Re: ** The Brexit Thread ** - 'Brexit Means Brexit'

Postby HobbesOnTour » 20 Jul 2019, 10:15am

661-Pete wrote:
I concede that this is not always the case, such as with the recent referendum to legalise abortion in Ireland. But this last could also have been achieved by Parliamentary legislation, without the distraction of a referendum.


I think you may be mistaken here, Pete.
The recent abortion referendum in Ireland was not to legalise abortion, it was, in fact, to remove a paragraph in the constitution (ironically inserted by referendum in the early 80's, in part inspired by a fear of European interference in Irish laws) that guaranteed protection to the "life of the unborn".

By removing that paragraph, abortion, by default was no longer illegal. Proposed legislation covering the practicalities (such as time limits, fatal foetal abnormalities etc.) was published before the referendum so that people could clearly see the impact of their vote. That parallel is certainly relevant in the Brexit debate - people knew exactly what they were voting for.

It did raise the issue (not discussed much) for those that wanted to see the removal of the protection for the unborn but who thought the proposed legislation was too relaxed. (In this case, those people can now campaign for legislative changes).

Due to the wording of the new amendment, any changes to abortion legislation can now be done by Parliamentary legislation.

This referendum was one of many suggested after a consultation process - https://www.citizensassembly.ie/en/

This meant that issues were highlighted long before any referendum was announced and healthy debate occurred in the time between announcement and voting.

windmiller
Posts: 369
Joined: 9 Feb 2009, 5:10pm

Re: ** The Brexit Thread ** - 'Brexit Means Brexit'

Postby windmiller » 20 Jul 2019, 11:22am

kwackers wrote:One of the things I think worth considering about referendums is the idea that "the people" know what's best for them.
It's a contentious issue I admit but anyone that studies human psychology for the shortest time soon realises it's simply not true due to the myriad of forms of cognitive bias we all employ.

Imagine a referendum on cycling.
You don't have to look too hard to find the die hard's screaming their sound bites about the ills of cycling. Arguing against them is usually pointless because they deliberately hook into peoples lazy thinking.
Cyclists kill people, they ride too fast, they get in the way, they cause accidents and congestion.
The arguments against these sound bites are long and complex and folk simply can't be bothered and probably don't understand or have the desire to even try.
Paint "Cyclists cost us 500 million a year, lets spend it on the NHS instead" on the side of a bus and the cause is probably lost.

There are no shortage of experts out there who are willing to explain the benefits both of cycling and of a transport policy that supports cycling but phrase the question correctly, let the sound bites roll and a referendum on whether cycling should be allowed on busy city streets would imo be a foregone conclusion.

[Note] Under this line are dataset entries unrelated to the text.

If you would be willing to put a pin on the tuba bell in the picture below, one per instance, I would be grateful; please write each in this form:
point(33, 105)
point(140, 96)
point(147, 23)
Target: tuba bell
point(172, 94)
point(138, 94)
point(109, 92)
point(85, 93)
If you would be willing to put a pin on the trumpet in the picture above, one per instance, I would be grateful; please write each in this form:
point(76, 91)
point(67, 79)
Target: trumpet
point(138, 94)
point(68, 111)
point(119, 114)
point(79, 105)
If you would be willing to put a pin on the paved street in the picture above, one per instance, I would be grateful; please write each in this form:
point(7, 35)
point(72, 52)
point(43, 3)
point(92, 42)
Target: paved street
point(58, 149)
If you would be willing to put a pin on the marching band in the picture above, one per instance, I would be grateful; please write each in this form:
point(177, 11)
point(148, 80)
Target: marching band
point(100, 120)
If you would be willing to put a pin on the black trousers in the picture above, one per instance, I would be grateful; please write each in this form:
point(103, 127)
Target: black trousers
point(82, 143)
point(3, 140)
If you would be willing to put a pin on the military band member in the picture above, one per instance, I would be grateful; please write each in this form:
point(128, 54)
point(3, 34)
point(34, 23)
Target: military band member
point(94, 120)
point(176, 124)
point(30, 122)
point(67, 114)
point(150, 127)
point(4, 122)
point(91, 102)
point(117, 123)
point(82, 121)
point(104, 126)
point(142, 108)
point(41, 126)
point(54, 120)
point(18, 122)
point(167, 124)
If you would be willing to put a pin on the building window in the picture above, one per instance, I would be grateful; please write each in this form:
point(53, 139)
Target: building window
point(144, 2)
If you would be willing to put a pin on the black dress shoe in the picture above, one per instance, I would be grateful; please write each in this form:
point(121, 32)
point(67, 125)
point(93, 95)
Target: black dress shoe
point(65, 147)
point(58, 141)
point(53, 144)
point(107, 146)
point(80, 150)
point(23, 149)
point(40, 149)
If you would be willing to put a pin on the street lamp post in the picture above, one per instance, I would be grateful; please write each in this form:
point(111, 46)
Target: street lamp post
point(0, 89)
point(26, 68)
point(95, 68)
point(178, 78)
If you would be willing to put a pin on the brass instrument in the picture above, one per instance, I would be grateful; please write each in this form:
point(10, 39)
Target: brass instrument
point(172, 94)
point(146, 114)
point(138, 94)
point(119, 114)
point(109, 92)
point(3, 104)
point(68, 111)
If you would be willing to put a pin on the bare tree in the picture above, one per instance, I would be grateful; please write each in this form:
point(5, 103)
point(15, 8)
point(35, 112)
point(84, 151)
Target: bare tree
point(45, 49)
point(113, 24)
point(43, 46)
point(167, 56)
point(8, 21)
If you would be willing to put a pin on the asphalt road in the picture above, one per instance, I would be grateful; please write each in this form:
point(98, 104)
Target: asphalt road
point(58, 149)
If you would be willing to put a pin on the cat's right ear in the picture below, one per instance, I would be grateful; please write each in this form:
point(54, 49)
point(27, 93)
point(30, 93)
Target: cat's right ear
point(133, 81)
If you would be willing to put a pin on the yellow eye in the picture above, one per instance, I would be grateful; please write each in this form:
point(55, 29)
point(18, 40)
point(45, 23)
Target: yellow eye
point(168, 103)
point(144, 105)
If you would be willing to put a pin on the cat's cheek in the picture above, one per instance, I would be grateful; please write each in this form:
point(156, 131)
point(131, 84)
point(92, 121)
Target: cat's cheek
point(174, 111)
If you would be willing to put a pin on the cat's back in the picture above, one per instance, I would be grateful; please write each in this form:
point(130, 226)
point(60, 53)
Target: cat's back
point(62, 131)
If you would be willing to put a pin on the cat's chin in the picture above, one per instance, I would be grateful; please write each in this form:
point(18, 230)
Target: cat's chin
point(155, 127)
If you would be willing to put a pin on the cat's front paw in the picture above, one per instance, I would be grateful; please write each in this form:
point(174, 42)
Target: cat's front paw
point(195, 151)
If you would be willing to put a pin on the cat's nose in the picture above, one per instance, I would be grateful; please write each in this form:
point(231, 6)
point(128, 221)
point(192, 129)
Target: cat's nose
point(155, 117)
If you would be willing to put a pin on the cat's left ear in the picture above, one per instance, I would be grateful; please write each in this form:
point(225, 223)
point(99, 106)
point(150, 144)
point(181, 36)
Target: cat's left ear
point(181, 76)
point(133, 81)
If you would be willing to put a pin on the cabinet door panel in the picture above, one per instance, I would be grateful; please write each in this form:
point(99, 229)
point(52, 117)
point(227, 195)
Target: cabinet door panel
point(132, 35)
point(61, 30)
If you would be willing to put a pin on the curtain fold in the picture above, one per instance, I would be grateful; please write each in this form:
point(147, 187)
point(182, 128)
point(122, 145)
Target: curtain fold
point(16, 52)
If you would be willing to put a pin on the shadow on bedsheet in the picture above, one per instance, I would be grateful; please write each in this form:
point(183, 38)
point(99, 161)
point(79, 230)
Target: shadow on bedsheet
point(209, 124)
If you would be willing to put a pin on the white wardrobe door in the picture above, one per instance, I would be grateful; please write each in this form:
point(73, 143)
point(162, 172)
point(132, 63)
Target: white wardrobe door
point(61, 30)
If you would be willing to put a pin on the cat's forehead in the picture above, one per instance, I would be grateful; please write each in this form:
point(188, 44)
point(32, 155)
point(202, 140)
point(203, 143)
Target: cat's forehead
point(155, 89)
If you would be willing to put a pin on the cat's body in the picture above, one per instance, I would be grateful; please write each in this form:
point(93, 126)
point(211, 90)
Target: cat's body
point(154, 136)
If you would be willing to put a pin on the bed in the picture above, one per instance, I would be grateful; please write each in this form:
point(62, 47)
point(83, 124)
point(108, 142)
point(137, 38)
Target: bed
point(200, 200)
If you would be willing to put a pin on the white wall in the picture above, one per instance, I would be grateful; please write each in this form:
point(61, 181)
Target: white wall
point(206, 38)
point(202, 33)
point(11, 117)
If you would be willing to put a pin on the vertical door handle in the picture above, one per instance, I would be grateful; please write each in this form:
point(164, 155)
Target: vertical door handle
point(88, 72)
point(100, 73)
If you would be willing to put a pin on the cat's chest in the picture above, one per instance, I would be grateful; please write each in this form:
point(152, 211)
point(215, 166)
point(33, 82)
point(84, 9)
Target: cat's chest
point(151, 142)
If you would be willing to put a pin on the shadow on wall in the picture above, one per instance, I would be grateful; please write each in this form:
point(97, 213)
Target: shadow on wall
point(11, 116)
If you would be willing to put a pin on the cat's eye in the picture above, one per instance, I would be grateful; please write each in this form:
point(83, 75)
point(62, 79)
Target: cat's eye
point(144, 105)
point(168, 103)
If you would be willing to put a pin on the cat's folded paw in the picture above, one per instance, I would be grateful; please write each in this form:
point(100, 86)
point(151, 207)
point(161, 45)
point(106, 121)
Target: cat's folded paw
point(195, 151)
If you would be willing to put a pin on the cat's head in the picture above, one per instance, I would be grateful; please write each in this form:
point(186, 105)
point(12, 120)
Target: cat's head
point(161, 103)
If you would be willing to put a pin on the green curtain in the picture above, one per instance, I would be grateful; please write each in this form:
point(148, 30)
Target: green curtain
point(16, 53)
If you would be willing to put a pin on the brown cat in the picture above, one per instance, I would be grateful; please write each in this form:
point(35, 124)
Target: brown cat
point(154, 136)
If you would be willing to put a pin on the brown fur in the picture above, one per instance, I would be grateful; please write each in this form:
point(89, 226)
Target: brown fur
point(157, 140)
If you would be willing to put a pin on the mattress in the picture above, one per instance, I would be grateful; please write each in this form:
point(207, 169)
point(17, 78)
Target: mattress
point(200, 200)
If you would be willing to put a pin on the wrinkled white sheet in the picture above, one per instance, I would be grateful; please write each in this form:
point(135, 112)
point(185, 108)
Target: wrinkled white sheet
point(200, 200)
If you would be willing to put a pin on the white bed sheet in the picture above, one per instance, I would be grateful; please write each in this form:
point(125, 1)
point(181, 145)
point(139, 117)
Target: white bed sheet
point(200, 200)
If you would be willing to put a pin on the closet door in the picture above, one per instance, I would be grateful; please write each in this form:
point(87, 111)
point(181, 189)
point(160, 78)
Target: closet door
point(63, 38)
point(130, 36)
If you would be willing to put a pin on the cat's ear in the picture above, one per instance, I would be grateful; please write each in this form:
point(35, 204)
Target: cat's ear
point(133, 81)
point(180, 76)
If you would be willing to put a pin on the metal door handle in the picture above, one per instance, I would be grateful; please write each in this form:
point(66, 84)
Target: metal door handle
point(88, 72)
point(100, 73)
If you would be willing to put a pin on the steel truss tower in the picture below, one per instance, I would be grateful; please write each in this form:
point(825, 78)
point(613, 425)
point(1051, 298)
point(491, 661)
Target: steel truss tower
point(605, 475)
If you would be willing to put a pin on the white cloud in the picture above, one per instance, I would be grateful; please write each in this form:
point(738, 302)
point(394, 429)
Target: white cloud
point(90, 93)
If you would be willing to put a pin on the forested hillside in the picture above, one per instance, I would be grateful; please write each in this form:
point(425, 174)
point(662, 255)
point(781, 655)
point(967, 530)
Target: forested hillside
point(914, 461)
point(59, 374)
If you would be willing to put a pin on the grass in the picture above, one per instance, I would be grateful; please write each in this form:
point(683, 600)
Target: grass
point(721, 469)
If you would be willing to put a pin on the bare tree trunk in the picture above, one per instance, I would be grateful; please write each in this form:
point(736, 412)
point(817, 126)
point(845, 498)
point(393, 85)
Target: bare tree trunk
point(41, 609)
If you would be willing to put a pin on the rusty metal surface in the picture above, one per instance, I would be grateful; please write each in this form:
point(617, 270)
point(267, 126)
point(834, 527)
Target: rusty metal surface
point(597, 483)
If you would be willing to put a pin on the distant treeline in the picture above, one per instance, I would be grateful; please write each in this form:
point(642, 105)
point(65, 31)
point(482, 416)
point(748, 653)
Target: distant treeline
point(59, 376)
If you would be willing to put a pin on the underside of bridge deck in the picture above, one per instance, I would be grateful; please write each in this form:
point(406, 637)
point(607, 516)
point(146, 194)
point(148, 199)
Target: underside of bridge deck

This to my mind is why we have experts and governments who actually listen to them. That's one reason why I vote for folk. Not to kow tow to popularism but to make decisions, even decisions I don't like for the greater good and that hopefully have a sound basis in evidence rather than the reactionary nonsense we seem to currently get.

Whatever you're thoughts on the EU we were badly let down by our government. Populism has always been a problem with our two party system, my hope is the whole sorry mess will result in a better system where individuals feel they have a say.
I'm not putting money on it though.


You contradict yourself so many times here mostly with open ended hand wringing.
What you really mean is that " the people don't know what's best for them at all"

Oldjohnw
Posts: 1490
Joined: 16 Oct 2018, 4:23am
Location: Northumberland

Re: ** The Brexit Thread ** - 'Brexit Means Brexit'

Postby Oldjohnw » 20 Jul 2019, 12:58pm

I fear that we are getting back into more heat than light territory. Understandable, however. There, i've just put another bit of coal on.